In the alluvial plot, we found that the gender of victims are evenly distributed. Such a result is somehow beyond our expectation, we initially expect to see that female victim might have an overwhelming count in the case complaints. Unlike the previous plot, we could basically see desparity of victim profile among different crimes this time. For example, females are seen more likely to undergo assault than males while male are more likely to confront robbery and theft than female. Unsuprisingly, sex crimes happens much more to female than male. Again, like the suspect group, the majority of the age group here falls in the 25-44, and top three victim race groups are the black race group, the white race group, and the white Hispano race group

5.2.3 Law Category VS Time of Occurence

In this section, we simply want to know what periods of time in a day are crime more likely to happen. Will severity of crime affect when the crime happens?

The output of the graph indicates that early morning is the “safest time” of a day. For violation and misdemeanor, crime occurence peaks at the period between 10 am to 20 pm. However, such a pattern does not hold for the felony crime, we see that occurrence rate of felony are equally high from 10am to midnight. Such results are somehow beyond our expectations, we have always been told that daytime is much safer than nighttime, however, the results somehow reject such assumption and lead us to the exact opposite way.
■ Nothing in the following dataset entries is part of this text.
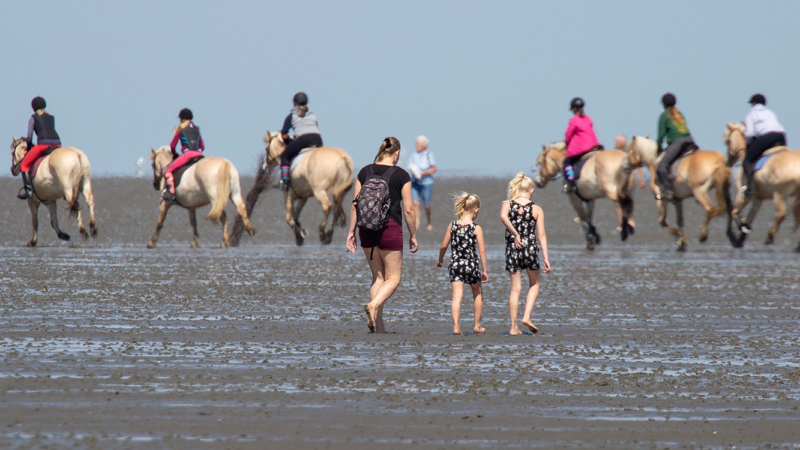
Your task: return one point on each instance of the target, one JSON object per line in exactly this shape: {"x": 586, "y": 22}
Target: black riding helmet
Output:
{"x": 38, "y": 103}
{"x": 300, "y": 99}
{"x": 758, "y": 98}
{"x": 668, "y": 100}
5.2.4 Heat Map of Crime Occurrence: Day Time x Location

In this heatmap below, we want know where and when crimes are more likely to happen, further more, we wonder the “dangerous time periods” might differ accordingly to the locations. Guess what? From our findings it indeed does. There are three outstanding findings from our plot. 1. Mid-noon and mid-night are when crime are the time when crime most likely to happen at residence. 2. Happening of street crimes peak at evening between 5 to 10. 3.Crimes in retail mainly happen in the afternoon.

## $title
## [1] "Heatmap HOUR VS loc Category"
## 
## attr(,"class")
## [1] "labels"

5.3 Time Series: Covid-19 vs Crime

In this section, we are interested in whether the pandemic influence the type of the criminal case, and the exact location of the incident. Will that be a noticeable change in the particular trend of crime during the pandemic time?
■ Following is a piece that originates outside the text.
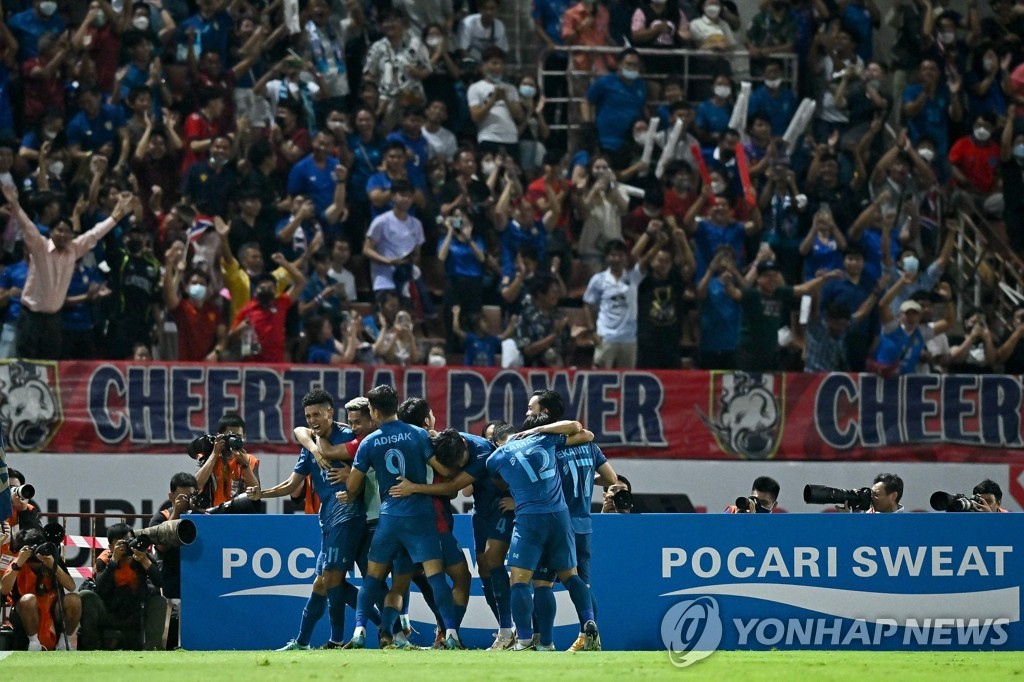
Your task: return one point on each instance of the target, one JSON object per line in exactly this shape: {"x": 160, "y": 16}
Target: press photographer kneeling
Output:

As we mentioned early in the data issue section, we found our dataset contained limited data in 2020, and in order to moderate the potential bias caused by limited information, we first separate the dataset into 2020 and 2021 and rescale the case that happened in each of the years by dividing the max case of the particular category within that year. Thus, our y-axis is not that case count in the following graph

5.3.1 Time Series Total

As it can be seen from the graph, that in the year 2020, before the pandemic, the crime in NewYork is at a relatively low rate compared to the pandemic time, while as the pandemic begins, the very first stage of the pandemic, the criminal case has a positive association with the covid confirmed case.

While in the year of 2021, such association reveal in the opposite direction, as the number of confirmed covid cases decrease, the number of the criminal did not change much.

We infer that the main cause of the different association in 2020 and 2021 is that, when the covid-19 first broke out in 2020, the government was not prepared and thus had a stronger impact on people’s life. Unemployment rate increased, people got panic, and all these brought a more volatile society. Howver, when entering 2021, government are more prepared, vacinations came out, people are already used to covid-19 hence the situation is eased.